If 80.0g of CH4 is consumed by the reaction CH4 +2O2 = CO2 +2H2O, what mass of CO2 is produced?

Question

Use 12.01 amu for the atomic mass of C, 1.008 amu for H and 16 amu for O.
I know that the answer is 219g, i just dont know how to get it?

Answer 1

80g/(12.01+4*1.008) = x/(12.01+2*16)
80g/16.042 = x/44.01
x = 44.01*80.0/16.042
x = 219.47 g
x ≈ 219 g

Answer 2

The molecular weight of CH4 is : 12.01g (C) + 4*1.008g (H) = 16.042g/mol

This means: in 80.0g of CH4, there are approximately 5 mols (precisely, 4.986) of CH4.

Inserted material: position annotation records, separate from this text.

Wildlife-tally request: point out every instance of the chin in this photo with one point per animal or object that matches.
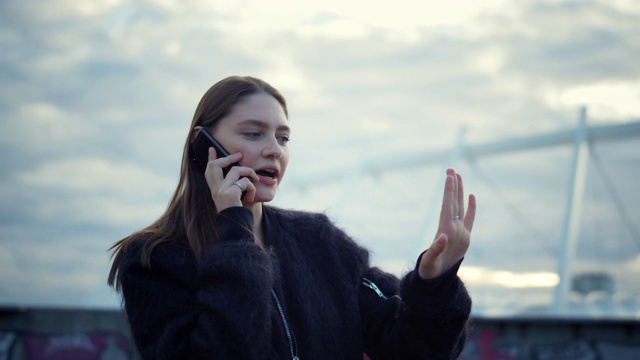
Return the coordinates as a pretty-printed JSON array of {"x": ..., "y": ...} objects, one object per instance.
[{"x": 265, "y": 196}]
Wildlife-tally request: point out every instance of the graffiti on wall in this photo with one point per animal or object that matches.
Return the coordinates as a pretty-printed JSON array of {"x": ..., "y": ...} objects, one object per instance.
[
  {"x": 487, "y": 345},
  {"x": 77, "y": 346}
]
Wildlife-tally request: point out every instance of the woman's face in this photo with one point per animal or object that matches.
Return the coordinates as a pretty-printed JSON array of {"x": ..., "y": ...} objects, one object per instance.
[{"x": 257, "y": 127}]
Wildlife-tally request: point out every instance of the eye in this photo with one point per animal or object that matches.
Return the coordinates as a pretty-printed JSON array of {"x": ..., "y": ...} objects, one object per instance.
[
  {"x": 252, "y": 134},
  {"x": 283, "y": 140}
]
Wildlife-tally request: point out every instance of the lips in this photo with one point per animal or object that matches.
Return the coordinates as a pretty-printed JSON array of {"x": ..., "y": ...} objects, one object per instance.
[{"x": 268, "y": 175}]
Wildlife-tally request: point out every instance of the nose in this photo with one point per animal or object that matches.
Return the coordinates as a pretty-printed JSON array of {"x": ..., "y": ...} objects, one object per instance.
[{"x": 273, "y": 149}]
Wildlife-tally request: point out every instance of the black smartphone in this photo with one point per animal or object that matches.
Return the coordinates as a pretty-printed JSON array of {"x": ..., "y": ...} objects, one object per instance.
[{"x": 200, "y": 151}]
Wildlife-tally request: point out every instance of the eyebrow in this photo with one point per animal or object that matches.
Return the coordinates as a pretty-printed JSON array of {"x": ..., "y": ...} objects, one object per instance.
[{"x": 263, "y": 125}]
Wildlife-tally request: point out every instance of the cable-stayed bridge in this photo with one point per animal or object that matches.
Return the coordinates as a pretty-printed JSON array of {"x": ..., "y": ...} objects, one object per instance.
[{"x": 581, "y": 142}]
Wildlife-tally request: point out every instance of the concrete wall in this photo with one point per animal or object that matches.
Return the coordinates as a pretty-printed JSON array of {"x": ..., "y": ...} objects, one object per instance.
[{"x": 81, "y": 334}]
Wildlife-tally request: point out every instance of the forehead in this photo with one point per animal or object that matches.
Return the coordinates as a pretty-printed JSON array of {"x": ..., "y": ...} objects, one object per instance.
[{"x": 260, "y": 107}]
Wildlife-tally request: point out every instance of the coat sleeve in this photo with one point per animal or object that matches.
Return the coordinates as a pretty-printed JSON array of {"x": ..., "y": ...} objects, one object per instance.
[
  {"x": 218, "y": 307},
  {"x": 414, "y": 318}
]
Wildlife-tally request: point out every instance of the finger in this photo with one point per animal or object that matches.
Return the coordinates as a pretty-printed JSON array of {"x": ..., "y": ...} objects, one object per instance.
[
  {"x": 460, "y": 197},
  {"x": 429, "y": 267},
  {"x": 471, "y": 213},
  {"x": 452, "y": 173},
  {"x": 223, "y": 161},
  {"x": 447, "y": 211}
]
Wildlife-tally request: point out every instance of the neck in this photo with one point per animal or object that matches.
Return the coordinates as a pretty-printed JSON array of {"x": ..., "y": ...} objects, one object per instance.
[{"x": 256, "y": 209}]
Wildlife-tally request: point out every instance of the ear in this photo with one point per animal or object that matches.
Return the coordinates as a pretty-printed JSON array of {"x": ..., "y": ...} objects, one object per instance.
[{"x": 194, "y": 133}]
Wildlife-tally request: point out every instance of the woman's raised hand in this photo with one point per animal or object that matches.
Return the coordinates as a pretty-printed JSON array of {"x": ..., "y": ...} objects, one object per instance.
[{"x": 454, "y": 230}]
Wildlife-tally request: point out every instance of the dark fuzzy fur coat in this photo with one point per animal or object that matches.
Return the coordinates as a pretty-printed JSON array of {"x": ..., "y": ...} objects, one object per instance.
[{"x": 222, "y": 307}]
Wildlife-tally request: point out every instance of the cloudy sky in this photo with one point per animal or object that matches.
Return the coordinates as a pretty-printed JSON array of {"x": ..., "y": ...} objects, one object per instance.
[{"x": 96, "y": 99}]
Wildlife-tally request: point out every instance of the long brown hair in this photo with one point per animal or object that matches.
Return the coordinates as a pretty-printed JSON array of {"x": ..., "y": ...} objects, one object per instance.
[{"x": 190, "y": 215}]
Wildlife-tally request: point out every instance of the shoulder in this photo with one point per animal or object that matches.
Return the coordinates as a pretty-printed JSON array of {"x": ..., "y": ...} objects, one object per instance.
[
  {"x": 144, "y": 246},
  {"x": 317, "y": 231},
  {"x": 298, "y": 216},
  {"x": 299, "y": 221}
]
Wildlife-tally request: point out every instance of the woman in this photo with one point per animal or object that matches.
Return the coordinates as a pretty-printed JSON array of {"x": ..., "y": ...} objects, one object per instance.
[{"x": 221, "y": 275}]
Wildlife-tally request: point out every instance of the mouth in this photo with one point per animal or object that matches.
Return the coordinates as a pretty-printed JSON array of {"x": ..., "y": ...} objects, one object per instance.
[{"x": 268, "y": 173}]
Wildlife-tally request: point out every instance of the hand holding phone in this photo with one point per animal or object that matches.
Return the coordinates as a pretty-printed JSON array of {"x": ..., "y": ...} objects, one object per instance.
[{"x": 200, "y": 151}]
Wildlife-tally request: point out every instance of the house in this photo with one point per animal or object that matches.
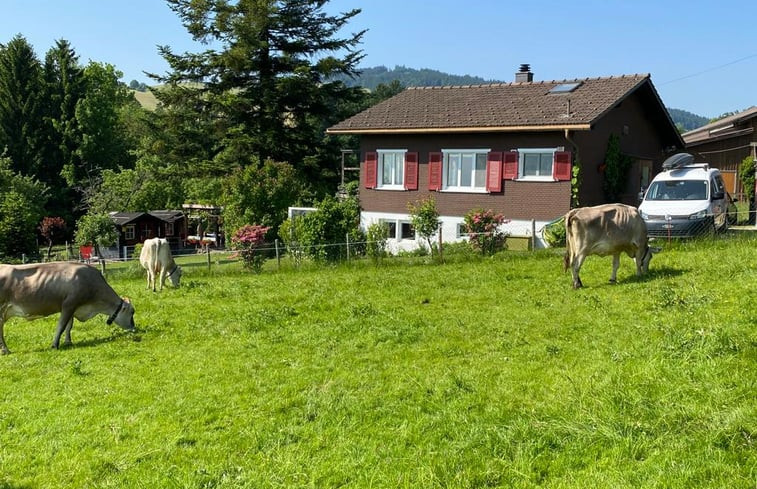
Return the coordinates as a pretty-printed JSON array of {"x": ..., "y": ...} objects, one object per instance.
[
  {"x": 136, "y": 227},
  {"x": 509, "y": 147},
  {"x": 724, "y": 144}
]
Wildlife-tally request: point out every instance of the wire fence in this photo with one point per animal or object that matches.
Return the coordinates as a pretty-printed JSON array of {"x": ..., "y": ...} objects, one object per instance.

This ALSO means, there are 5 mols of carbon as well.

If you look at the right side of the reaction, the only place carbon pops up is for the carbon dioxide.

Therefore, the 5 moles of carbon that is used in the reaction all goes to the carbon dioxide.

Per one mole of carbon dioxide, there is :12.01 (C) + 16*2 (O) = 44.01 g/mol.

Multiply: 44.01g/mol * 4.9869 mols = 219.4 g/mol

I hope the explanation makes sense.

Answer 3

Look
1 mole of ch4=16g
Therefore 80g=5 moles

Now if oxygen is present in unlimited qty then ch4 becomes limiting reactant,hence 5moles of co2 is formed.
1 mole of co2=44g
5mole =220g

there u go.
Give me ten for that

Answer 4

CH4 + 2O2 --> CO2 +2H2O
the molar ratio is 1:2:1:2
80.0g*mol/16.042g= 4.987mol
therefore, 4.987 mol of CO2 is produced
4.987mol*44.01g/mol=219.47787g

Answer 5

simple cross multiplication:

1 mole of CH4 (12.01 + [1.008x4]) = 16.042
1 mole of CO2 (12.01 + [16x2]) = 44.01

CH4 +2O2 ------------------> CO2 +2H2O

if16.042 gm of CH4 produce 44.01 gm of CO2
then 80 gm oc CH4 produce X gm of CO2

X = (44.01 x 80) / 16.042
X = 219.4

glad to help, if u need anything else just mail me..

Answer 6

left side

c=1
h=4
0=4

right side

c=1
H=4
0=4

they are equal so you do a straight maths equation

80= (12+4)x
x=5 so 5 molecules of CH4 were used
so everything is timesed by 4
hmm i got 176g for C02 and 248g for the total mass of products formed

i dunno

Answer 7

same amount because of same # of mlcls.